The regional Delfland Water Board appointed the municipality of Wateringen to pay the costs of a drainage canal to the sea dyke with a discharge sluice that could be opened with slides. The slides were raised daily when the water in the Meuse was low (ebb). Two sluice and lock keepers were needed for that work, for the Wateringen Sluice and the Monster Lock nearby. The lock keepers saw that a lot of fish were swimming through the open sluice and lock, especially eel. They caught and sold it. The fishing town of Maeslantsluys arose around lock and sluice. The town became an independent municipality in 1614 and has since been called Maassluis.

In 1653, Wateringen ordered the sluice with the slides to be replaced by a stone discharge sluice with doors. In 1935 the sluice was given an extended tunnel, further into the harbour basin.
Until about 1985, the Wateringen Sluice remained a discharge sluice. Then came the moment that discharging water here became too expensive due to the sinking of the polder land and the rising of the sea level. The doors remained closed, for the polder water but also for the eels.

In 2022 however, the Delfland Water Board put the Wateringen Sluice back into use as a discharge sluice. Not for the water, but for the fish! By discharging the water again, fish can swim back into the polder against the current, such as eels and sticklebacks. In the polder they grow until they are adult fish. After a few years they return to the sea where they lay eggs. Small fish hatch from the eggs and want in their turn to enter the polders to grow there.

The Delfland Water Control Board has made a number of adjustments to the doors to make flushing possible again. The entire sluice has also been renovated. There is a heavy steel gate between the harbour and the sluice chamber, and inside the chamber there are another two pairs of gates. Small openings have been made in these on which automatic shut-off valves are mounted.
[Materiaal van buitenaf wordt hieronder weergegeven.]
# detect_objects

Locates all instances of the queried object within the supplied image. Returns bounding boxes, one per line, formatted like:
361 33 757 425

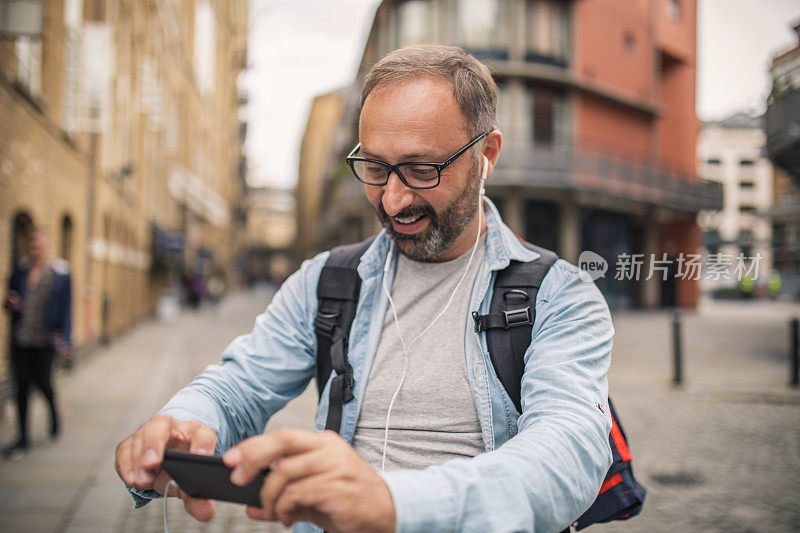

When the water in the harbour is lower than in the storage canal (on the other side of the sea dike), the valves will open and close one by one so that fish can swim from the harbour into the sluice. The valves never open simultaneously. This way the flow speed does not become too high for the fish and the salt water from the harbour cannot enter the polder. The water level in the port is constantly monitored with sensors. The sensors automatically open and close the valves.